Leave the Choice of Restrictions to the Market

Coffee shops in Knoxville, Tennessee, are a microcosm of the world’s reaction to Covid-19. A Starbucks here features a drive-through stacked several cars deep, hour after hour. Most of the people waiting patiently in their cars wear masks. Inside, the shop is nearly deserted. As soon as I enter, the barista tells me to pull my mask up over my nose and to stay six feet away. I am the only indoor customer. I can’t tell if the barista or any of the other employees are smiling, but their eyes make me doubt it. It is eerily quiet.

Across the street, the Panera doesn’t have a drive-through, but it does offer curbside service and carryout. Inside, the place is about half-full — the limit for indoor dining at the time. Most people in line for service wear their masks properly, but a few have them pulled down, exposing their noses. Most people stay a few feet away from the others, but several couples stand side-by-side. No one seated at a table is wearing a mask. As soon as a table opens, an employee swoops in to spray it with antiviral cleaners and to wipe it clean. Within minutes, the table is occupied again. Conversation and laughter fill the shop. Some customers pull down their masks so that the baristas can hear their order. Neither the masked baristas nor the customers ever complain. 

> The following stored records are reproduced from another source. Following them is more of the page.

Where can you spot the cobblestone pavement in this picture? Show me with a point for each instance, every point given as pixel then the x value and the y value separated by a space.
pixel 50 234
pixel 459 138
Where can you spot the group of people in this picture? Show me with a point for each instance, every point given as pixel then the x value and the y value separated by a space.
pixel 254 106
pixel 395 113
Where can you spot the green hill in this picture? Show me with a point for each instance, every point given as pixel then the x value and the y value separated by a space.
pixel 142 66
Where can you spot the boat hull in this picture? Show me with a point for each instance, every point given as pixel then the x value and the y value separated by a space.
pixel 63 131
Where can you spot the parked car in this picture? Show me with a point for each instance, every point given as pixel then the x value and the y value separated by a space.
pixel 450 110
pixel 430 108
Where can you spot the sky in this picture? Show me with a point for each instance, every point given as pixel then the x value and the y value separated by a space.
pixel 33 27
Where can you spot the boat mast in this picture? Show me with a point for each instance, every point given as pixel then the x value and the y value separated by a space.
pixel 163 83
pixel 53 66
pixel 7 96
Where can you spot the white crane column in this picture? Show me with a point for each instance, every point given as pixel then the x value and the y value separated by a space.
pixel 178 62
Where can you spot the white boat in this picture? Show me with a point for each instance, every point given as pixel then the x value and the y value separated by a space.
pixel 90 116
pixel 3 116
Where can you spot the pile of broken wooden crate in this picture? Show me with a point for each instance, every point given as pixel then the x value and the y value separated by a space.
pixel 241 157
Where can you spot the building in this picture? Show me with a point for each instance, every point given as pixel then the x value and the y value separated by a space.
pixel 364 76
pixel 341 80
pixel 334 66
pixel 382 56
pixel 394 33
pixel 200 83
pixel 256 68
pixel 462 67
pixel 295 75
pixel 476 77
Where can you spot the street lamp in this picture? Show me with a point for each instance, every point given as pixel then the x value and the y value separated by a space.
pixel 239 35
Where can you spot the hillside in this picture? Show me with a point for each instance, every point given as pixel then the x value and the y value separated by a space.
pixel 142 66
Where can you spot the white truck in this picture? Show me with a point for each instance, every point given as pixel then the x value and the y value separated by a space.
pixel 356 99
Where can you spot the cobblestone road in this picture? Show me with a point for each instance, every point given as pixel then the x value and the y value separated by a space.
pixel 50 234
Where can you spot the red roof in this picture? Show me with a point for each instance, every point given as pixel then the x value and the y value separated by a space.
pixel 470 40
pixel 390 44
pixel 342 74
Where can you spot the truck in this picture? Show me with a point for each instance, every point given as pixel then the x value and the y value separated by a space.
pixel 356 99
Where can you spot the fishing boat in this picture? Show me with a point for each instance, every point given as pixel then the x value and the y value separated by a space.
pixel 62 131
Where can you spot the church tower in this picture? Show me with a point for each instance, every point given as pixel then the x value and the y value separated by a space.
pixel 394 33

One coffee shop clearly takes safety much more seriously than the other, enforcing official sanitary protocols and chastising customers who are less than rigorous. The other takes reasonable precautions, but allows customers to take liberties with official safety protocols. 

What’s going on? What’s wrong with this picture?

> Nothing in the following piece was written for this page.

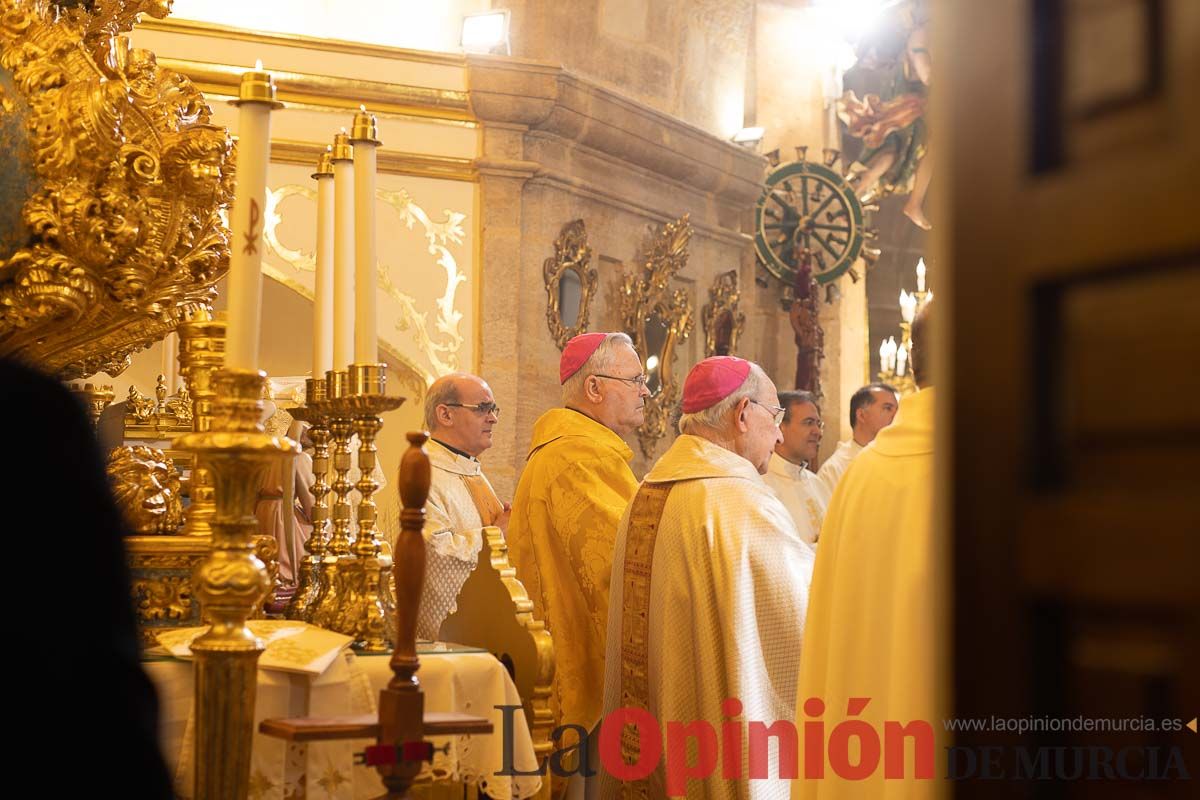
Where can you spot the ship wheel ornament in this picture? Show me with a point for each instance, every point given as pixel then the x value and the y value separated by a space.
pixel 809 208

What’s going on is that markets continue to function despite government restrictions, and nothing is wrong with it. 

Commerce thrives by following consumer preferences and behavior, and consumers exhibit a wide range of responses to Covid-19. Some people essentially ignore it, openly flout sanitary requirements, or even view it as a conspiracy. At the other extreme, people suffer irrational fear bordering on paranoia. 

My favorite example occurred while cruising a freeway at 75 miles per hour. I noticed a blue Honda Accord in my rear-view mirror, driving erratically. The Accord narrowly missed cars as it cut in front of them, careened across two lanes of traffic, and blew past me at about 90 miles per hour. The driver cut in front of me, missing by just a few feet as it lurched back to its original lane and vanished into the other traffic. The reckless driver, alone in his car, was wearing a mask.

Absent government restrictions, we would surely observe coffee shops catering to all of these groups. Some would operate with fewer or even no extra safety procedures. They may not require masks at all, or they may operate at full capacity. Customers who take Covid-19 lightly would prefer this more relaxed atmosphere. If too few people are comfortable with this level of safety, then the shop would have to institute more stringent sanitization procedures, or else the lack of customers would force it out of business.

As of this writing, within most jurisdictions, operating with such normal safety protocols is banned. Consumers have fewer options. Even so, market forces continue to work. Within the constraints of the health requirements, businesses set their own policies, giving consumers more options. They patronize the places that fit their needs. People who are cautious use the drive-through at Starbucks. People who want a place to “gather, as a community, to share great coffee and deepen human connection” choose Panera.

Customers decide for themselves, weighing their perceptions of greater risk against the greater happiness they will have. Forcing all businesses to allow indoor dining would deprive people who strongly value safety of a place to get coffee in what they consider to be a sufficiently secure environment. Forcing everyone to adhere to the Starbucks approach, though, would eliminate a source of pleasure for people who want to meet friends, tutor students in a comfortable, public place, or just get out of the house for a while. 

They may even feel that avoiding a drive-through line serves a higher purpose: why sit in line, burning petroleum-based fuel, and emitting carbon, when another shop right across the street lets you shut off the engine and enjoy your coffee inside?

True, these people may run a slightly higher risk of catching a nasty bug, but we allow people to choose much greater risks in other areas of life. Some drive huge SUVs with the latest safety features to their safe office jobs. Some ride motorcycles to their dangerous construction sites.

Offering different dining arrangements also allows needed flexibility for the increasing number of people who have already recovered from infection and have protective antibodies. Additionally, the New York Times reports that the United States has administered 30 vaccination injections per 100 people.

Because full vaccination sometimes requires two injections, the percentage of people fully vaccinated is lower, but the number of people with at least partial protection is likely in the high teens, or even higher. Whatever the number is, it is rising rapidly. 

Allowing vaccinated people the opportunity to return to a freer lifestyle has an added society benefit: It surely will increase vaccination acceptance rates. The alternative — forcing vaccinated people to continue to adhere to the strictest sanitary protocols — would surely reduce the number of people willing to be vaccinated. 

What’s wrong with allowing businesses to choose their approach to customer safety, and customers to choose which business they patronize? Nothing. Nothing at all.